Read each character of argument in a batch file

Question

sample input in cmd:

test.bat /p 1,3,4

expected result:

1
3
4

my codes so far:

@echo off
set arg = %1
set var = %2
if (%1)==(/p) (
... need code that will read and print each character of var
)

Answer 1

There is a potential problem with your question. If test.bat is:

@echo %1%

Then

test 1,2,3

Prints:

1

Because, in this context, the comma is treated as an argument delimiter.

So you either need to enclose in quotes:

test "1,2,3"

Or use a different internal delimiter:

test 1:2:3    

Unless you want the parts to be placed in %2, %3, etc., in which case you problem is solved by a trivial use of SHIFT.

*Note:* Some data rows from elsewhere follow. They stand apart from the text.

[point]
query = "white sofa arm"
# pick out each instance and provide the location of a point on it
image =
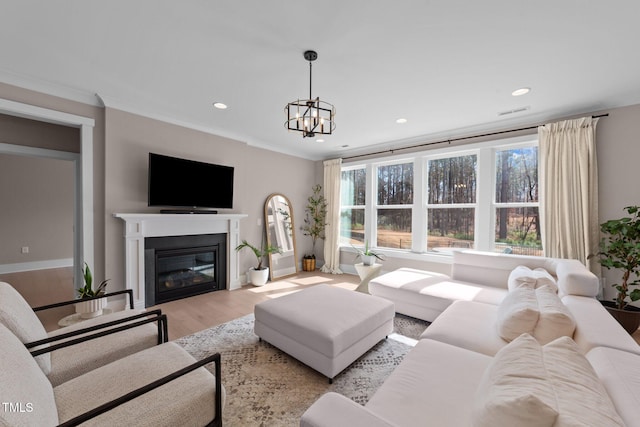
(335, 410)
(575, 279)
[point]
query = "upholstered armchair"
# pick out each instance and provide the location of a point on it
(159, 386)
(98, 341)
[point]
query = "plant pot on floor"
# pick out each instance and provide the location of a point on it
(91, 308)
(258, 277)
(629, 318)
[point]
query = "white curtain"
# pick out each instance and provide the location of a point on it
(332, 175)
(569, 190)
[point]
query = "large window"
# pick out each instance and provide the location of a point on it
(482, 196)
(352, 204)
(516, 201)
(394, 208)
(451, 202)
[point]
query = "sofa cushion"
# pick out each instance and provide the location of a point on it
(75, 360)
(20, 319)
(596, 327)
(555, 319)
(187, 400)
(23, 383)
(538, 312)
(467, 324)
(432, 386)
(514, 390)
(523, 276)
(581, 396)
(518, 313)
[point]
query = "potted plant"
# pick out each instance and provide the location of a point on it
(91, 307)
(367, 255)
(258, 275)
(315, 222)
(620, 249)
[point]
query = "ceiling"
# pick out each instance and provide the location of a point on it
(446, 66)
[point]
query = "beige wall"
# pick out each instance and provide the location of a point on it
(37, 209)
(120, 172)
(618, 146)
(36, 192)
(258, 173)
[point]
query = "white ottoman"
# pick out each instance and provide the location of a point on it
(324, 327)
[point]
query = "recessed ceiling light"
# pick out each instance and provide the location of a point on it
(521, 91)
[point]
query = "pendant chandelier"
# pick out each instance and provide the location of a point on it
(310, 116)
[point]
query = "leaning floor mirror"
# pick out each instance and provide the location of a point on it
(278, 216)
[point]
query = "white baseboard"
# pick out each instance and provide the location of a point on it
(35, 265)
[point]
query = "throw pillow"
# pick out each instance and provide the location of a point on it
(517, 313)
(544, 278)
(555, 319)
(514, 389)
(581, 397)
(521, 276)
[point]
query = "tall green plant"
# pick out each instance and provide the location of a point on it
(315, 219)
(620, 249)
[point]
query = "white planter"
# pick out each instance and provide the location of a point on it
(258, 277)
(91, 308)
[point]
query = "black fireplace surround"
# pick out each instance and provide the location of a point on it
(182, 266)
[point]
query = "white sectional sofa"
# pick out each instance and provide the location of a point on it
(463, 373)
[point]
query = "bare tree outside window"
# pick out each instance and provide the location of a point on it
(517, 215)
(395, 199)
(352, 202)
(451, 198)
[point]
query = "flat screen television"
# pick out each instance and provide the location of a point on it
(182, 183)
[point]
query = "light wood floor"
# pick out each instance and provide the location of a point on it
(194, 314)
(187, 315)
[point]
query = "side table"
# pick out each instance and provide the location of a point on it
(366, 273)
(72, 319)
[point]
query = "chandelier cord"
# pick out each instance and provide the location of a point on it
(310, 66)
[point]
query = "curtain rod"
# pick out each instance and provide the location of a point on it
(449, 141)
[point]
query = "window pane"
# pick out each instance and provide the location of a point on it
(517, 231)
(352, 226)
(394, 228)
(395, 184)
(450, 228)
(353, 187)
(517, 175)
(452, 180)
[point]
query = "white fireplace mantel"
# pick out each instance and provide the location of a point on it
(138, 226)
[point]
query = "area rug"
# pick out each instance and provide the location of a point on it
(268, 387)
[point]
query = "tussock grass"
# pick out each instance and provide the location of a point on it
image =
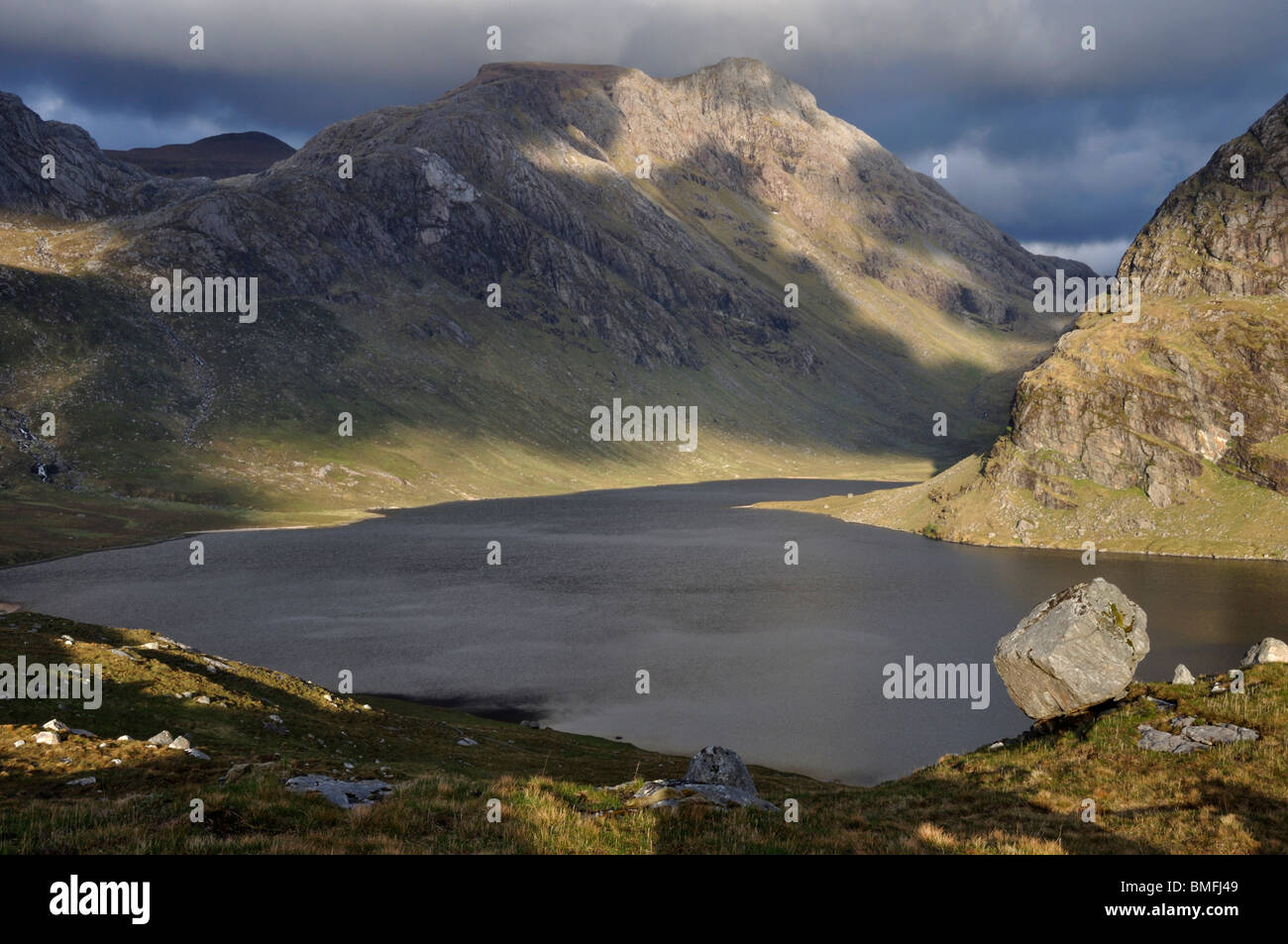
(565, 793)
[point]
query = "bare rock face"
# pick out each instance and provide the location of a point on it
(1225, 228)
(1076, 651)
(84, 183)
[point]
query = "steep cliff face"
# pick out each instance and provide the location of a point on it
(55, 168)
(645, 235)
(1168, 433)
(1225, 228)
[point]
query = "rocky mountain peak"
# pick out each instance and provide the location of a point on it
(1225, 228)
(80, 181)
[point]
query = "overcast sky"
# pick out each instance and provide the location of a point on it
(1069, 151)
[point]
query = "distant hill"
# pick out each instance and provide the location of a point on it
(223, 155)
(1168, 434)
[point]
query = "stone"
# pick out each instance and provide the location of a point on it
(343, 793)
(673, 793)
(1077, 649)
(1189, 734)
(721, 767)
(1154, 739)
(1269, 649)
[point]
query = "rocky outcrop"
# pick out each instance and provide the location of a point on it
(1189, 734)
(81, 183)
(529, 176)
(1225, 228)
(716, 777)
(1269, 649)
(1077, 649)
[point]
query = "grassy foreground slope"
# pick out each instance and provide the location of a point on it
(554, 787)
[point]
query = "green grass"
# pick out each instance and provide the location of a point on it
(565, 793)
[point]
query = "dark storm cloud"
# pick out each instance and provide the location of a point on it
(1063, 149)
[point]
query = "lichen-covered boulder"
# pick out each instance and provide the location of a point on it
(1077, 649)
(720, 765)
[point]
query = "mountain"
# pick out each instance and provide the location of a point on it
(219, 156)
(1168, 434)
(658, 287)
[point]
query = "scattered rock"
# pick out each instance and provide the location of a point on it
(669, 793)
(1077, 649)
(343, 793)
(721, 767)
(1269, 649)
(1190, 734)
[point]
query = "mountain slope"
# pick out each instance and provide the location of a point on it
(218, 156)
(1168, 434)
(658, 288)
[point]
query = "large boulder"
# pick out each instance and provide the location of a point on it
(721, 767)
(1076, 651)
(1269, 649)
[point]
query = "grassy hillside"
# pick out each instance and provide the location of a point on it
(567, 793)
(1122, 437)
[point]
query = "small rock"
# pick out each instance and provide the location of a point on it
(1269, 649)
(720, 765)
(343, 793)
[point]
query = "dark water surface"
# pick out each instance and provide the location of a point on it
(781, 664)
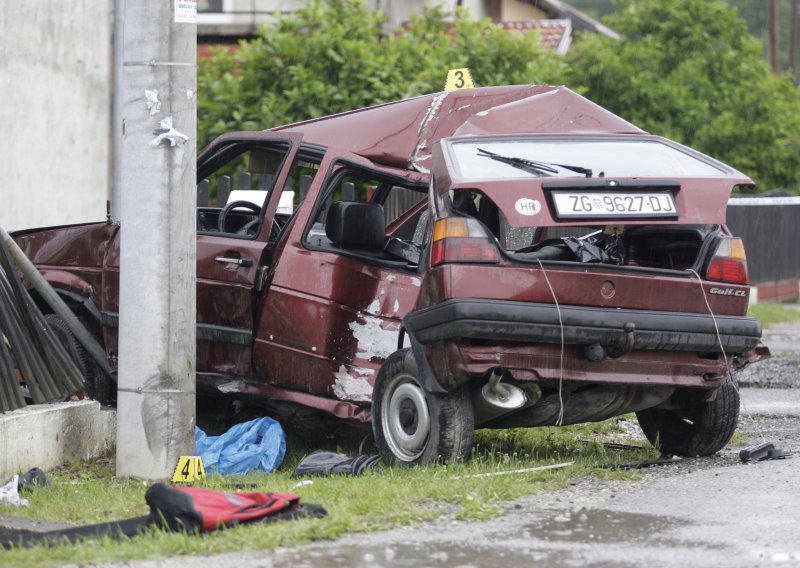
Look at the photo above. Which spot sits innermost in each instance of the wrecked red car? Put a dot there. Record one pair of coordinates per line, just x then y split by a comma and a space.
486, 258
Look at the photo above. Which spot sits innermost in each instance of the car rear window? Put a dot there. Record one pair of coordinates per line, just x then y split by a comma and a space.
495, 158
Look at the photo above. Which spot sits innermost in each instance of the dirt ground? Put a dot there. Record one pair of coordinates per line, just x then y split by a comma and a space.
713, 511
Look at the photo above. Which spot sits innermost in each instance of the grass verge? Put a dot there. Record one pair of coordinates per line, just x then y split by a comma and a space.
87, 493
769, 314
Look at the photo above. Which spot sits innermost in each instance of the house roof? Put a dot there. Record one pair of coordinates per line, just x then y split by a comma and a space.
554, 34
401, 133
580, 21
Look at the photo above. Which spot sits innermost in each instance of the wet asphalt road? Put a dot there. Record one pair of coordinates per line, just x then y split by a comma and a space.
700, 512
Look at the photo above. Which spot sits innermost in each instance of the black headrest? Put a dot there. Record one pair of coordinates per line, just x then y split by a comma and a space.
356, 224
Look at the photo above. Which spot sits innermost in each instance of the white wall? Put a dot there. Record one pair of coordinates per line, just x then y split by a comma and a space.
55, 111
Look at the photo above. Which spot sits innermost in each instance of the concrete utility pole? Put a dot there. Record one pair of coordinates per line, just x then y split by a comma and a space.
156, 400
773, 36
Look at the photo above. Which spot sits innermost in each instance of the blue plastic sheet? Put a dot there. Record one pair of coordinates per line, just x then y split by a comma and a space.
258, 445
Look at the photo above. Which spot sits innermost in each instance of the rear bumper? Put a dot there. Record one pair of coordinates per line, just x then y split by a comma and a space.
507, 321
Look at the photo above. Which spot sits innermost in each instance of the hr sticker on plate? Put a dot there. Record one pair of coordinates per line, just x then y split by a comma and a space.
527, 206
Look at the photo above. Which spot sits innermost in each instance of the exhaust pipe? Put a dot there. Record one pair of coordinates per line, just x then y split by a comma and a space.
496, 399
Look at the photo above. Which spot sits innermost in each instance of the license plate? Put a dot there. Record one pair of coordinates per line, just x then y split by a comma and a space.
613, 204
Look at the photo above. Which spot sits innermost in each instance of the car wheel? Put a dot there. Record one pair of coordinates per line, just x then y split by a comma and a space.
413, 427
699, 428
97, 385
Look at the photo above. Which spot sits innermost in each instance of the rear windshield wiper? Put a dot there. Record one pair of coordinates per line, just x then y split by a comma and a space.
533, 166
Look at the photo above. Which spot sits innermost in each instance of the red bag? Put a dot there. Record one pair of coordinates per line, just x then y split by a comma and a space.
194, 509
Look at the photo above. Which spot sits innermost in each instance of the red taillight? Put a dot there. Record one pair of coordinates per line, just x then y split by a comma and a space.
462, 239
729, 263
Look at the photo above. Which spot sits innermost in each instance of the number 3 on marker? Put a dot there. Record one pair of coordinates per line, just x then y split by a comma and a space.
458, 79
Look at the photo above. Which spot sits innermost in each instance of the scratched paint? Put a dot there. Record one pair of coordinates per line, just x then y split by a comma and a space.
353, 385
373, 340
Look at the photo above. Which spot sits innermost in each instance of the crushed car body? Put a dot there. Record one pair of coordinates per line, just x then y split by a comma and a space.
494, 257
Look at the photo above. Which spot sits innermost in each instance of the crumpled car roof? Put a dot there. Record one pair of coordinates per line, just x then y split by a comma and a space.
400, 134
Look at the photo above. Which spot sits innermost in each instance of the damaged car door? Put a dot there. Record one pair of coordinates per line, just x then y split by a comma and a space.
246, 174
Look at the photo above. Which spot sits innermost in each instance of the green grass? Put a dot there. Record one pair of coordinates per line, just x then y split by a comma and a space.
88, 492
769, 314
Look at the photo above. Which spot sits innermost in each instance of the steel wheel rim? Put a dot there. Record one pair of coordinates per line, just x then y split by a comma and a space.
406, 421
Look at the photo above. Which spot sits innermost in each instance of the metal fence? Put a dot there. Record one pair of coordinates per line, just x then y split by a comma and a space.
770, 228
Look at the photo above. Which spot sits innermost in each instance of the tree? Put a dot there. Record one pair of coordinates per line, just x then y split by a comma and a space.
689, 70
334, 56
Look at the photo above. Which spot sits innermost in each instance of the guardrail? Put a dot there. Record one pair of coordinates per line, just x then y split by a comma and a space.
770, 229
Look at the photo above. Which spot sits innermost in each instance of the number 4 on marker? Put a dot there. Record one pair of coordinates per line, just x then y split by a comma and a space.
459, 79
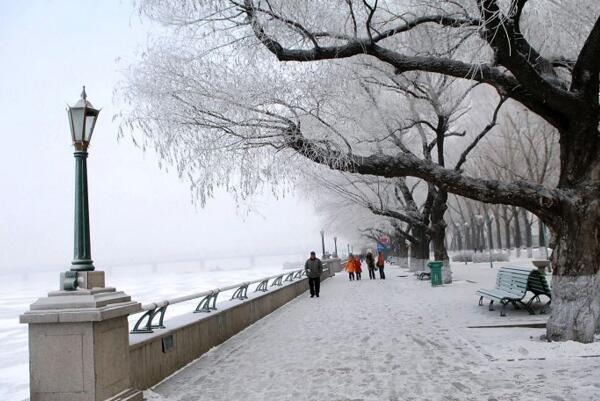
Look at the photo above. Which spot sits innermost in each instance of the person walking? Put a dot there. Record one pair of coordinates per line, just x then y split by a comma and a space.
314, 269
371, 265
381, 265
350, 267
357, 267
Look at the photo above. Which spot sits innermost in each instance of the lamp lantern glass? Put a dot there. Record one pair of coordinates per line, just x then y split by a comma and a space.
82, 120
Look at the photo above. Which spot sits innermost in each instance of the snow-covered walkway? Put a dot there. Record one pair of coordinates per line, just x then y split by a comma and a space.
397, 339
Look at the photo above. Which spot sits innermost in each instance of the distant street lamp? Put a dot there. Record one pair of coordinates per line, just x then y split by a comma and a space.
335, 247
481, 221
82, 120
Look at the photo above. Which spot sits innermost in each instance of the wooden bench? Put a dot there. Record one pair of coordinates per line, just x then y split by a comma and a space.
512, 285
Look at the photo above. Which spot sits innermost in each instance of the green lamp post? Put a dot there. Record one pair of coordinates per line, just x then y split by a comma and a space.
82, 120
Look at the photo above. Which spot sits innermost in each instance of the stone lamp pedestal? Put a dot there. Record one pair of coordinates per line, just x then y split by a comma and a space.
79, 343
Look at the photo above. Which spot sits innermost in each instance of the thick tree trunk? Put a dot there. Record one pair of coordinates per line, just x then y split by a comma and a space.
403, 253
576, 278
528, 234
438, 236
490, 244
420, 255
498, 230
458, 236
518, 237
507, 243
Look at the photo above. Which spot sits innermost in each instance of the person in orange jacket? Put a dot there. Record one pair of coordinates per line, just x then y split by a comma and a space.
381, 265
357, 267
350, 267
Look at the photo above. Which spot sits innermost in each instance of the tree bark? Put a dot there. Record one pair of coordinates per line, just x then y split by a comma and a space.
576, 278
498, 230
438, 236
528, 234
420, 250
507, 243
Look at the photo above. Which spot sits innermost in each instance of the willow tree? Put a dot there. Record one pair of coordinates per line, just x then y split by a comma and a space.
543, 55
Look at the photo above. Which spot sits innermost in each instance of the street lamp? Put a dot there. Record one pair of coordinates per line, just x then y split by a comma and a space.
481, 220
335, 247
82, 120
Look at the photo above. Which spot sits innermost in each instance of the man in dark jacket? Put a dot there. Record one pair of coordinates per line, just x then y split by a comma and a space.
314, 269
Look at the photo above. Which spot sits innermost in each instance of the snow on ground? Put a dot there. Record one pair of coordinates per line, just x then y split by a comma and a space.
398, 339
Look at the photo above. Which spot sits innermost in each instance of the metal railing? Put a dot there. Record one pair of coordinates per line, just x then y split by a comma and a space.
208, 299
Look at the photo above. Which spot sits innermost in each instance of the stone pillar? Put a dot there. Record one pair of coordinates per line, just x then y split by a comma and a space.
79, 343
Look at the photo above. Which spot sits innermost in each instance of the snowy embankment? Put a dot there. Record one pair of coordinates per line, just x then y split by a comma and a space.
398, 339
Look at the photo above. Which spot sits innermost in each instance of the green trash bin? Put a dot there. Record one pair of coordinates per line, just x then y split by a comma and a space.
436, 272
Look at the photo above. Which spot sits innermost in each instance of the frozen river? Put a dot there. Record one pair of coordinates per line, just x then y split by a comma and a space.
144, 284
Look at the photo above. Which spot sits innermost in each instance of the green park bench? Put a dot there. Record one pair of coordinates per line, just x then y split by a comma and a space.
512, 285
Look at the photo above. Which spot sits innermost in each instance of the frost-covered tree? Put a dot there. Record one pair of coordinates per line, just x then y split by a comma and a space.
235, 79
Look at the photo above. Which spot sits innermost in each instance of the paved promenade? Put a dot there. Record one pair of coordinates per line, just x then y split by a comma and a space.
397, 339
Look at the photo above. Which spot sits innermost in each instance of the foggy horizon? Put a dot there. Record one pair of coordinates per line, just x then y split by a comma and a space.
137, 210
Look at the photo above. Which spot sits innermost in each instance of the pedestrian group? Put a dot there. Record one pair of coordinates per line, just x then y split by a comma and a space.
354, 266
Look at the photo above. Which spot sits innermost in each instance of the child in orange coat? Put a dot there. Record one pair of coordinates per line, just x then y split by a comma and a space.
357, 267
350, 267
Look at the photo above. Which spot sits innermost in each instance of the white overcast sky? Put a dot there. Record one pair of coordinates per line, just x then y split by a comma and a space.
48, 50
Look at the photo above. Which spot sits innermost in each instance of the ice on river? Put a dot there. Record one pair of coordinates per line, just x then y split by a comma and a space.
144, 283
398, 339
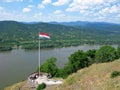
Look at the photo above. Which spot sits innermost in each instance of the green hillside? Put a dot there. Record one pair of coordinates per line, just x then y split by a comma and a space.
15, 34
95, 77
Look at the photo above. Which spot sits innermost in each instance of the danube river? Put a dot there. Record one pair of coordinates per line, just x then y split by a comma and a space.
16, 65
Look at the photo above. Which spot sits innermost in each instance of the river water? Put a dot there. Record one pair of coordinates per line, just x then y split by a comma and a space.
18, 64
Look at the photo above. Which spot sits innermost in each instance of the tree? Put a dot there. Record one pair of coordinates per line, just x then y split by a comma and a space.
49, 66
78, 60
105, 54
41, 86
91, 56
118, 51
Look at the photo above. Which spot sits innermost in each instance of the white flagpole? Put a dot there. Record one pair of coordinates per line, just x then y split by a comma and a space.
39, 57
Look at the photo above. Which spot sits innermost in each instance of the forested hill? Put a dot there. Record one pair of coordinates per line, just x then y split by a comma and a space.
16, 33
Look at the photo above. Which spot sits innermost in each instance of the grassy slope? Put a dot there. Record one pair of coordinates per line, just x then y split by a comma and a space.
95, 77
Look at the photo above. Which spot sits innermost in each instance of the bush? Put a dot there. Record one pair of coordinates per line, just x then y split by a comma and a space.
115, 74
41, 86
105, 54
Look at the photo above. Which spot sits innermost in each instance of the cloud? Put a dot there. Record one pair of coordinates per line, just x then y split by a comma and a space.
60, 2
30, 6
12, 0
26, 10
46, 1
36, 15
110, 10
41, 6
30, 0
57, 12
1, 8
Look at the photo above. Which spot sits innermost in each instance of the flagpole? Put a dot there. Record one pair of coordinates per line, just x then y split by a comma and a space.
39, 57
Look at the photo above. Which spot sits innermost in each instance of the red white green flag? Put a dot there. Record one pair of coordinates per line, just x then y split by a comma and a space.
44, 35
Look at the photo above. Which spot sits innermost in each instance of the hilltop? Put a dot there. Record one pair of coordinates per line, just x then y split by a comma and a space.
95, 77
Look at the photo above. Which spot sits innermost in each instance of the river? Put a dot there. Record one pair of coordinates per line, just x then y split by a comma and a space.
16, 65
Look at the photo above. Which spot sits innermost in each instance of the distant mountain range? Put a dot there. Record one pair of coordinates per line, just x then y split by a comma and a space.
72, 33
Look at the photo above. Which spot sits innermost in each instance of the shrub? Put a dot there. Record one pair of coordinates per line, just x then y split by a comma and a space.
115, 74
41, 86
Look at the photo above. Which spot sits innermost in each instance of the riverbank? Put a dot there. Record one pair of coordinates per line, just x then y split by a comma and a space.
97, 76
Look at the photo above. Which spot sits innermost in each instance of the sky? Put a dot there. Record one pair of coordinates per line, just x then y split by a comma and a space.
60, 10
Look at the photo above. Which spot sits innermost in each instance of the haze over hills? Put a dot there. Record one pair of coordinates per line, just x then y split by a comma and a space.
62, 34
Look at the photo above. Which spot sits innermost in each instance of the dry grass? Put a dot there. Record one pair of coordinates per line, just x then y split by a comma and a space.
95, 77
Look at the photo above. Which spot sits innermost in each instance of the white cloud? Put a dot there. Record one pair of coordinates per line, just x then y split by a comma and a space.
12, 0
41, 6
1, 8
46, 1
37, 15
30, 0
110, 10
60, 2
26, 9
57, 12
30, 6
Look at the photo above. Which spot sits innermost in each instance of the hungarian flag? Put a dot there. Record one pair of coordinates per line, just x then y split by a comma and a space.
44, 35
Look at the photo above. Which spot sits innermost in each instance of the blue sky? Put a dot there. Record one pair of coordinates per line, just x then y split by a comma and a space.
60, 10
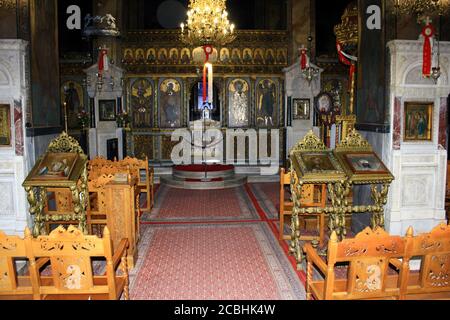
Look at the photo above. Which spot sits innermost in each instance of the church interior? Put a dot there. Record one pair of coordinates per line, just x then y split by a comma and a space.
224, 150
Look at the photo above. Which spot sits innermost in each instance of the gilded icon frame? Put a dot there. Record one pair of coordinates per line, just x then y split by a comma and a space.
301, 109
107, 110
418, 121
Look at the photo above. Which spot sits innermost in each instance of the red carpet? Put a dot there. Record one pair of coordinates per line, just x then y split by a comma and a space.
268, 197
203, 168
213, 244
222, 262
201, 205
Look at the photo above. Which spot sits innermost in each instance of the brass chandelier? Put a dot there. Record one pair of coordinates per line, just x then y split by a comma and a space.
422, 8
207, 24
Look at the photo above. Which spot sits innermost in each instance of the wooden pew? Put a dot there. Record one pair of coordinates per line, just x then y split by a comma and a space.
72, 277
368, 258
12, 285
432, 281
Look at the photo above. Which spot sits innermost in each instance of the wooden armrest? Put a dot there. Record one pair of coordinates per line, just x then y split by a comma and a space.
313, 257
396, 263
120, 252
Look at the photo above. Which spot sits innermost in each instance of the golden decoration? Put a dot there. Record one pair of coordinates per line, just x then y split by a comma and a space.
354, 142
65, 144
175, 85
207, 24
309, 143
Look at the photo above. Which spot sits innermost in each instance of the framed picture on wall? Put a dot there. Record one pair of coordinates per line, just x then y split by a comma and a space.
418, 121
107, 110
301, 109
5, 125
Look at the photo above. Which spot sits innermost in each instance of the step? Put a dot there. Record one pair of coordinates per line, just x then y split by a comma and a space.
197, 184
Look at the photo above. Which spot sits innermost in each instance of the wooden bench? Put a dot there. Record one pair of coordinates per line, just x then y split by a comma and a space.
312, 196
432, 281
378, 266
70, 254
367, 257
12, 285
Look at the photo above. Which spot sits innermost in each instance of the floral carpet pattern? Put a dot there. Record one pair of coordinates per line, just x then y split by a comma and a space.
212, 245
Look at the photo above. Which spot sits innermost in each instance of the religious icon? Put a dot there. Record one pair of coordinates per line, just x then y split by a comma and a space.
301, 109
247, 56
140, 55
317, 162
170, 104
418, 121
236, 56
259, 56
238, 103
55, 166
142, 103
5, 125
162, 56
281, 57
224, 55
266, 103
324, 103
365, 162
128, 56
174, 56
185, 56
151, 56
107, 110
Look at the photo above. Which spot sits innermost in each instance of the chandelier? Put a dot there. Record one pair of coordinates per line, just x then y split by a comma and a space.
207, 24
422, 8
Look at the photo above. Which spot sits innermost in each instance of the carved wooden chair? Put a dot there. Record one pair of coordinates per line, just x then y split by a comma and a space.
145, 178
312, 196
433, 279
12, 285
368, 256
97, 207
71, 254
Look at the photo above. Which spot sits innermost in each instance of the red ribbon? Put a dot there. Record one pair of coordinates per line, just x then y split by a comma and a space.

For my solution I have elected to require quotes around the group parameter, "1,2,3" (though this is easily adapted for a different delimiter by changing delims=, to specify the character you want to use).

@echo off
setlocal ENABLEDELAYEDEXPANSION ENABLEEXTENSIONS

set args=%~2

if "%1"=="/p" (
:NextToken
    for /F "usebackq tokens=1* delims=," %%f in ('!args!') do (
        echo %%f
        set args=%%g
    )
    if defined args goto NextToken
)

Call like:

readch.bat /p "1,2,3"

%~2 is used to remove the quotes.

The FOR statement parses args, puts the first token in %f and the remainder of the line in %g.

The `goto NextToken' line loops until there are no more tokens.